Strict APIs vs. Forgiving APIs

Author: ajabhish

Score: 53

Comments: 47

Date: 2020-10-28 14:14:00

________________________________________________________________________________

misterdata wrote at 2020-10-28 16:23:38:

Having used both stricter (Rust) and more loose programming languages (JS), I can add that stricter APIs have made me think more about edge cases than the less-strict APIs. In the less-strict languages I often find myself debugging some edge case, whereas in the stricter languages I am more often required to think about edge cases up front (including those that I know will not be relevant, so in some cases this causes more work than necessary!). Still I much prefer the stricter APIs.

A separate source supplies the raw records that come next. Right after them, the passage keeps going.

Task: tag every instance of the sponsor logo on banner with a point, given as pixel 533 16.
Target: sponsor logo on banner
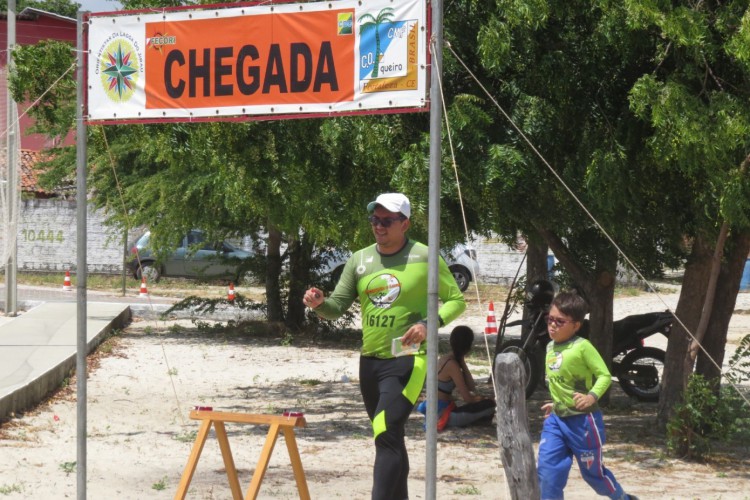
pixel 388 53
pixel 346 23
pixel 120 67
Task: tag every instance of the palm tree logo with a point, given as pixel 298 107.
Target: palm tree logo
pixel 385 15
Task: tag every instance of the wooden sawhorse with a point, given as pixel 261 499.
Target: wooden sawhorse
pixel 277 424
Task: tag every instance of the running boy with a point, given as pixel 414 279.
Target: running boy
pixel 573 424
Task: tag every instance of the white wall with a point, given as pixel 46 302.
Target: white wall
pixel 47 242
pixel 47 239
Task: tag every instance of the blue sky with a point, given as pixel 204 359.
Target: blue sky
pixel 99 5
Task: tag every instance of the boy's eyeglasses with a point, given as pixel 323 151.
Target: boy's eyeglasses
pixel 385 221
pixel 558 322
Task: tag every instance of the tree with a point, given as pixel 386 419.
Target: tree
pixel 563 71
pixel 62 7
pixel 696 103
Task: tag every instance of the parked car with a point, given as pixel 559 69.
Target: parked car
pixel 461 260
pixel 195 257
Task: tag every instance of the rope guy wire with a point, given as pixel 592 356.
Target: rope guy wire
pixel 463 212
pixel 590 215
pixel 138 257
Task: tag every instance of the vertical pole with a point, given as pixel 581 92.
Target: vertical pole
pixel 124 260
pixel 11 265
pixel 81 206
pixel 433 256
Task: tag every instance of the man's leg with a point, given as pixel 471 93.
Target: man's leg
pixel 555 459
pixel 397 381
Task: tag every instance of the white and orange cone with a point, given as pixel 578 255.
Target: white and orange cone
pixel 491 328
pixel 66 282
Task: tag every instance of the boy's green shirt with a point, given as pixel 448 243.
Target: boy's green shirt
pixel 392 290
pixel 575 366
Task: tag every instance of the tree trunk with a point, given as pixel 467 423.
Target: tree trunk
pixel 726 297
pixel 275 309
pixel 300 252
pixel 689 305
pixel 536 269
pixel 708 302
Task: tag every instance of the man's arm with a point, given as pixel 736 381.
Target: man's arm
pixel 342 297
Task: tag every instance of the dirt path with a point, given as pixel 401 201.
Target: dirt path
pixel 139 437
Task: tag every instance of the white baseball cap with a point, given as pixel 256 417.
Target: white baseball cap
pixel 393 202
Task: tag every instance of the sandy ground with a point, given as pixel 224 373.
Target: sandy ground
pixel 139 435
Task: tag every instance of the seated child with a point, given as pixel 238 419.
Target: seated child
pixel 454 374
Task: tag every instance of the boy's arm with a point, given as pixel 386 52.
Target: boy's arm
pixel 602 377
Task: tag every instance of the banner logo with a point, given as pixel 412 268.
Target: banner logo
pixel 346 23
pixel 120 68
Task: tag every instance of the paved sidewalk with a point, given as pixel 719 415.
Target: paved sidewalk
pixel 38 348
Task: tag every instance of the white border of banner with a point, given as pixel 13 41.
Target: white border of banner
pixel 130 29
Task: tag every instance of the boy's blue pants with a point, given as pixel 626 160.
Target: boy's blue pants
pixel 581 436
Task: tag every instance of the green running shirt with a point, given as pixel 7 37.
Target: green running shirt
pixel 575 366
pixel 392 290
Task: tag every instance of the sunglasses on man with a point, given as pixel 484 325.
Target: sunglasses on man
pixel 384 221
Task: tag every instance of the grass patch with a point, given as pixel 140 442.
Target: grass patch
pixel 7 489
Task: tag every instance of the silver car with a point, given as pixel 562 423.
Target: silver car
pixel 195 257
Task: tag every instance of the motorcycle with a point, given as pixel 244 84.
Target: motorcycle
pixel 638 368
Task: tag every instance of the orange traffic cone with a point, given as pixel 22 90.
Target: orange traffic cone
pixel 491 327
pixel 66 283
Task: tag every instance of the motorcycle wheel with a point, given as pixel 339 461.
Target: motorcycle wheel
pixel 640 373
pixel 533 364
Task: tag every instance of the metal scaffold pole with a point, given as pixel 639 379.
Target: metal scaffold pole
pixel 433 256
pixel 81 216
pixel 11 263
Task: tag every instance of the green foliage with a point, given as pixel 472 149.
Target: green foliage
pixel 62 7
pixel 706 416
pixel 46 71
pixel 739 365
pixel 201 306
pixel 7 489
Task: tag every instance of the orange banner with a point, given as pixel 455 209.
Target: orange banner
pixel 252 60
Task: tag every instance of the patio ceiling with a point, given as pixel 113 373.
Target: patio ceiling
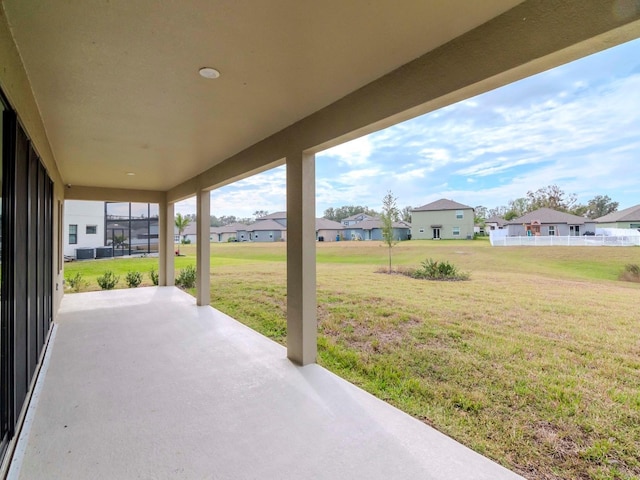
pixel 117 87
pixel 117 83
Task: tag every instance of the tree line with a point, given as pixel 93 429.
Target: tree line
pixel 552 197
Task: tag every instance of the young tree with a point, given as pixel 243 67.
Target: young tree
pixel 480 215
pixel 405 214
pixel 389 215
pixel 599 206
pixel 181 223
pixel 551 197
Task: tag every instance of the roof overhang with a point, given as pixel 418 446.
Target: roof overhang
pixel 116 89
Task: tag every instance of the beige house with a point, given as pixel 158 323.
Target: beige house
pixel 627 218
pixel 226 233
pixel 442 219
pixel 328 230
pixel 159 101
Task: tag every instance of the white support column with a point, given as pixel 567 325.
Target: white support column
pixel 301 259
pixel 166 255
pixel 203 250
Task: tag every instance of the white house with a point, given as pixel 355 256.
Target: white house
pixel 83 225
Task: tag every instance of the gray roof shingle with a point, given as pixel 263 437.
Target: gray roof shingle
pixel 442 204
pixel 631 214
pixel 548 215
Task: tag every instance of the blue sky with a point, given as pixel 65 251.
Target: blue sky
pixel 576 126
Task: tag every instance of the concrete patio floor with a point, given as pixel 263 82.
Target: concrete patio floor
pixel 143 384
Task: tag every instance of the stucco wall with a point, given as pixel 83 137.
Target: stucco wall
pixel 447 219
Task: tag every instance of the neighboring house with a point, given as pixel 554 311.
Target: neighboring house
pixel 328 230
pixel 494 223
pixel 84 225
pixel 442 219
pixel 357 218
pixel 547 221
pixel 627 218
pixel 280 217
pixel 371 229
pixel 226 233
pixel 127 228
pixel 265 231
pixel 190 234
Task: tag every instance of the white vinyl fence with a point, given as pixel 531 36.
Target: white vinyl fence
pixel 499 238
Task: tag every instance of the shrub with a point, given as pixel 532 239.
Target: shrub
pixel 435 270
pixel 153 275
pixel 108 280
pixel 76 282
pixel 134 279
pixel 187 277
pixel 631 273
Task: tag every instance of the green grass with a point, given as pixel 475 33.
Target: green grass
pixel 534 362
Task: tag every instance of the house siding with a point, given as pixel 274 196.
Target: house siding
pixel 266 236
pixel 423 220
pixel 83 214
pixel 633 225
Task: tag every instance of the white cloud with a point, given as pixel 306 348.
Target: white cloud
pixel 353 153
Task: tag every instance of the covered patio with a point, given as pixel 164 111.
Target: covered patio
pixel 143 383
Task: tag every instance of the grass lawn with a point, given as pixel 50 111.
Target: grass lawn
pixel 534 362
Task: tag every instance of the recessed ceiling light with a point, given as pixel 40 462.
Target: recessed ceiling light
pixel 208 72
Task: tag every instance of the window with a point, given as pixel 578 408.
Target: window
pixel 73 234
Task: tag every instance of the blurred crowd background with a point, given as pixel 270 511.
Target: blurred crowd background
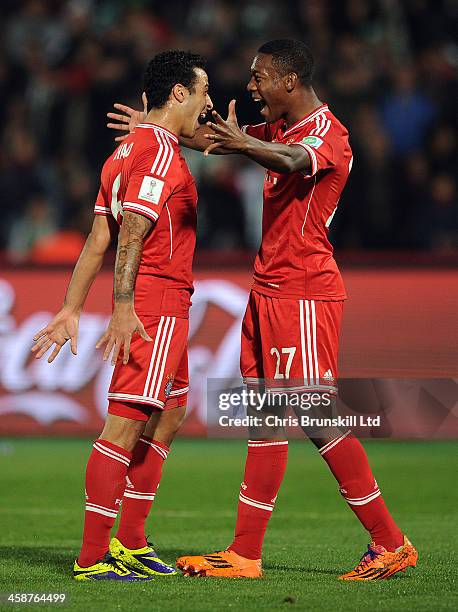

Karellen wrote at 2020-10-28 17:01:33:

I like Rusty Russell's classic "Hard to Misuse Interface Levels". The first couple of items are

0: Impossible to get wrong/DWIM

1: Compiler/linker won't let you get it wrong

...through

9: Read the correct LKML thread and you'll get it right - SET_MODULE_OWNER

...all the way up to 17. I'll let you discover the rest yourself :-)

https://ozlabs.org/~rusty/ols-2003-keynote/img39.html

an_d_rew wrote at 2020-10-29 05:14:57:

pure gold

Joker_vD wrote at 2020-10-28 16:04:37:

I think that's a trick question. If "substring()" has "substring(int start, int end)" semantics, then I prefer the strict version: it must be 0 <= start < len(s), start <= end <= len(s), otherwise it'll throw an exception.

But if the semantics is "substring(int start, int length)", then I prefer the _partial_ forgiveness _for the length_ parameter: if start + length > len(s), then assume length was actually len(s) - start; but if length < 0, still throw an exception.

gruez wrote at 2020-10-28 16:26:09:

Why should the out of bounds behavior be different depending on the semantics of the second parameter?

masklinn wrote at 2020-10-28 16:47:04:

Because if you want to slice to the end you can just ask for the source's length which is free in most languages (it's not in C or in list-based languages), whereas the "result length" version is either going to have to be computed from the collection length or it's a _constraint_. In the latter case especially it's annoying to have to do weird computations on the basis of length in order to clamp your existing constraint in case the result would already fit.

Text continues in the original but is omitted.